I’m a vegetarian, because I happen to believe that a life shouldn’t be taken so that I can eat. This isn’t nearly as controversial today as it’s been in years past, and it’s far easier now to go meat-free than ever.
This comes up in conversation quite often, and I have a canned response to inquiries regarding my beliefs. There’s one recent question, though, that tripped me up.
“Don’t you have leather seats in your Audi?”
Well… *pause* Yes. Yes, I do.
And in my Subaru.
Apparently I won’t eat animals, but I’ll gladly sit on their flesh.
How are vegetarian and vegan car shoppers supposed to handle this?

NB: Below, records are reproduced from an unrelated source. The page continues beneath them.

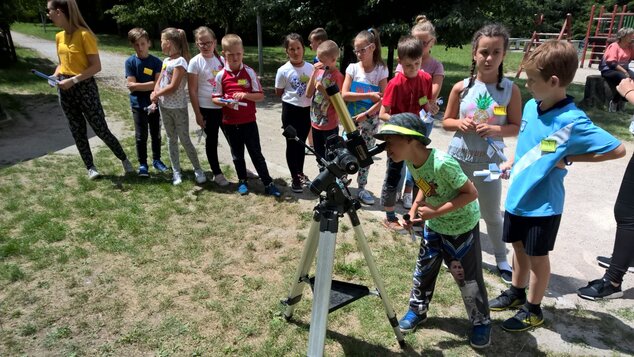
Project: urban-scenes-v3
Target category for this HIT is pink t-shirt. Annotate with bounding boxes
[383,71,431,115]
[394,57,445,77]
[603,41,632,66]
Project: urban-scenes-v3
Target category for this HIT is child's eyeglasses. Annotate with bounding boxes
[196,41,214,48]
[352,44,372,56]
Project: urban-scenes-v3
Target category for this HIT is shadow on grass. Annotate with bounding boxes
[540,307,634,355]
[0,94,82,167]
[289,317,547,356]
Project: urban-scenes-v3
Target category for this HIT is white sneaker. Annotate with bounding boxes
[121,159,136,174]
[172,171,183,186]
[88,166,101,180]
[403,192,412,208]
[214,174,230,187]
[247,169,260,179]
[194,169,207,183]
[357,188,374,205]
[608,101,618,113]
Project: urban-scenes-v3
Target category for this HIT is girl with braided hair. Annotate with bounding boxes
[443,24,522,284]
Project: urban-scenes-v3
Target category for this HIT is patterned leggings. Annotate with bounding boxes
[409,224,491,325]
[58,77,127,169]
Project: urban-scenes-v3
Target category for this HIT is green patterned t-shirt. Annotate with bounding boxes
[405,149,480,235]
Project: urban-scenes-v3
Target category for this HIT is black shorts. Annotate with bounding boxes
[502,211,561,256]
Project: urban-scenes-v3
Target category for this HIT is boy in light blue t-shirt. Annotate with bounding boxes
[125,27,167,177]
[489,41,625,332]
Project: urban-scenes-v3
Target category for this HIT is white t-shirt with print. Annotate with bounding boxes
[275,61,313,108]
[187,53,225,109]
[159,57,187,109]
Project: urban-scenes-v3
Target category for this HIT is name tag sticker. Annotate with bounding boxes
[493,105,506,115]
[540,139,557,152]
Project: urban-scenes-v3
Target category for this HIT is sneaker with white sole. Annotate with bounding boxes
[398,310,427,333]
[139,164,150,177]
[172,171,183,186]
[264,182,282,197]
[214,174,230,187]
[597,256,634,273]
[238,180,249,196]
[194,169,207,184]
[121,159,135,174]
[469,324,491,348]
[88,166,101,180]
[152,159,169,172]
[247,169,260,179]
[577,279,623,301]
[357,188,374,205]
[403,192,413,209]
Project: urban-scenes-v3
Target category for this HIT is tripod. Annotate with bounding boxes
[282,180,405,356]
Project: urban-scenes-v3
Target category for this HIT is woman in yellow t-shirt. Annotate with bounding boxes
[47,0,134,179]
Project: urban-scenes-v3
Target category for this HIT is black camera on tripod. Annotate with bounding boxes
[310,135,359,195]
[283,80,387,195]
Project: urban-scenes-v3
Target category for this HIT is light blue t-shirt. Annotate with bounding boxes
[505,97,621,217]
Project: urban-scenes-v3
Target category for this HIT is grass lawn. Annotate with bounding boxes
[0,32,634,356]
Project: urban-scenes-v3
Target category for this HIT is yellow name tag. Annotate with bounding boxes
[493,105,506,115]
[540,139,557,152]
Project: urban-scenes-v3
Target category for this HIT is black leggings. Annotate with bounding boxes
[58,75,127,169]
[282,102,310,180]
[200,108,226,176]
[601,69,634,103]
[223,122,273,186]
[604,155,634,284]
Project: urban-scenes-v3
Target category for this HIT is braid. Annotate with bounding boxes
[495,62,504,90]
[461,60,475,98]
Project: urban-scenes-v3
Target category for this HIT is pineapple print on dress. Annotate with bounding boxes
[473,92,494,124]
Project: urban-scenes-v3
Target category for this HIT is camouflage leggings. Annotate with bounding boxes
[58,76,127,169]
[409,224,491,325]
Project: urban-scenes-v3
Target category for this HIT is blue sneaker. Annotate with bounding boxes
[238,180,249,196]
[139,164,150,177]
[264,182,282,197]
[152,160,168,172]
[469,324,491,348]
[398,310,427,333]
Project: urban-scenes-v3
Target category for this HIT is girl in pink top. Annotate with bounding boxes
[396,15,445,208]
[599,27,634,112]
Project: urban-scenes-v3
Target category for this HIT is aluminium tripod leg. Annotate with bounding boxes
[307,211,339,356]
[282,216,319,320]
[348,209,405,348]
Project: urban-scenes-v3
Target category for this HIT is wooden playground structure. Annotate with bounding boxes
[579,5,634,68]
[515,14,572,78]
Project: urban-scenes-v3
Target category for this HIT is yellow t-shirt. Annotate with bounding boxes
[55,27,99,76]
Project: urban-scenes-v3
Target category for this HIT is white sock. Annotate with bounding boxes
[498,260,513,271]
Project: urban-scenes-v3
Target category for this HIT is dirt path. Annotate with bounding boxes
[8,32,634,354]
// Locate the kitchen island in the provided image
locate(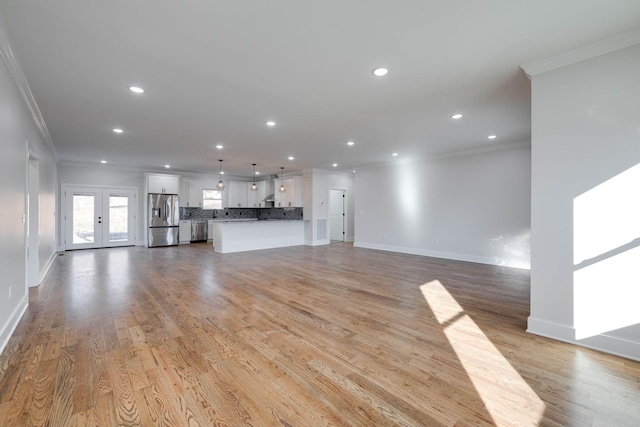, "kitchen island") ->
[211,219,304,254]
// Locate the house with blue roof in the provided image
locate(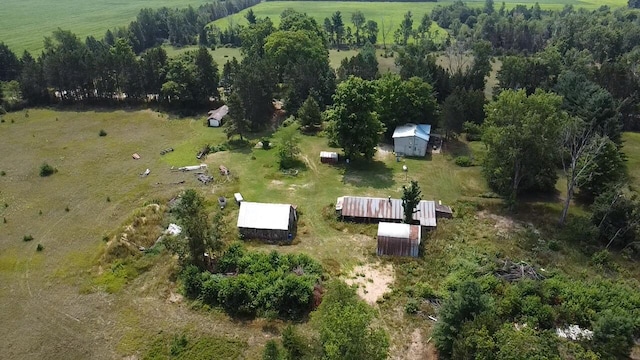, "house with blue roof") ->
[393,124,431,156]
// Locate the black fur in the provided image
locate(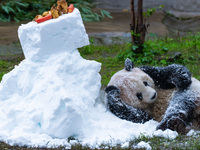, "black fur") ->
[157,90,196,134]
[106,86,151,123]
[140,64,192,90]
[106,59,196,132]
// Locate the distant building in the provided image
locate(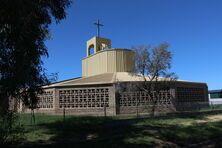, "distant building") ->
[209,89,222,105]
[16,37,209,116]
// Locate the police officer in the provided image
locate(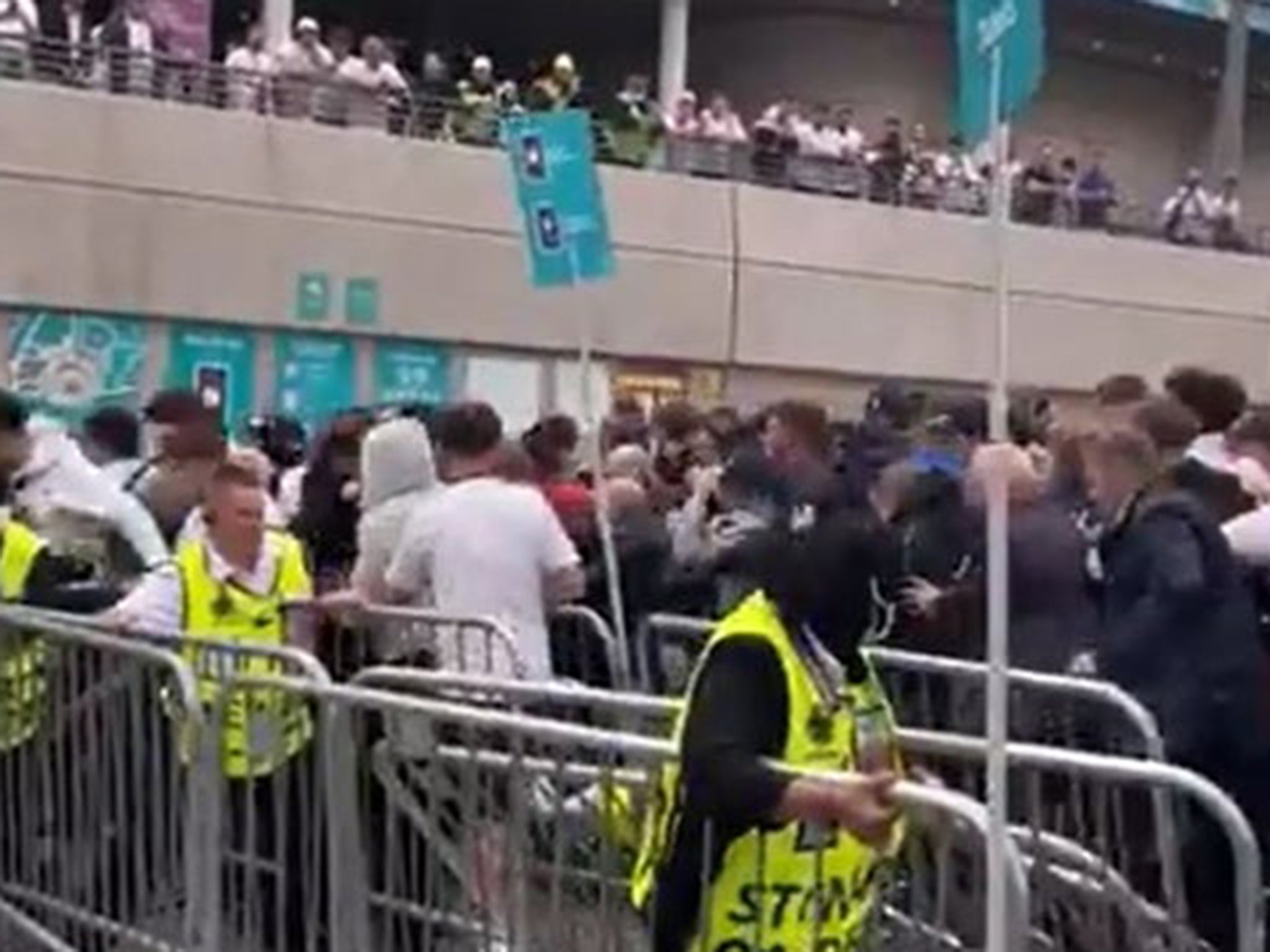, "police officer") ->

My wife and I both like nice cars. We enjoy high-end autos and try to pick vehicles with all the bells and whistles. It’s nearly impossible to find a car laden with goodies but lacking leather.
Leather tends to wrap the steering wheel and cover all seating surfaces in many new and used cars these days. It’s perceived as high quality and adds a level of comfort and luxury that cloth seats can’t match.
Are vegans supposed to stop liking upper trim levels and settle for econo-boxes with cloth or vinyl seating?
I started to research this and found an article about Tesla, which produced a leather-free vehicle for vegan buyers in Texas. That article said,
78 percent of 2015 model-year vehicles have standard leather seats on at least one trim level. In other words, buyers content with basic models can get cloth seats and plastic steering wheels, but as they add options like better engines, heated seats or upgraded speakers, they usually have to add leather seats.
It’s not economically feasible for most automakers to stop production lines and build custom vehicles. Since leather is expected, leather is what automakers supply.
It takes between two and three cowhides to cover a car interior with leather. The car industry as a whole used 45 million hides in 2014. Those are startling numbers for people who care about the lives of animals, and it’ll take influential companies like Tesla to introduce the idea of luxury leather-free interiors to the world.
What do you think: Is it time to start a conversation about removing leather from our cars?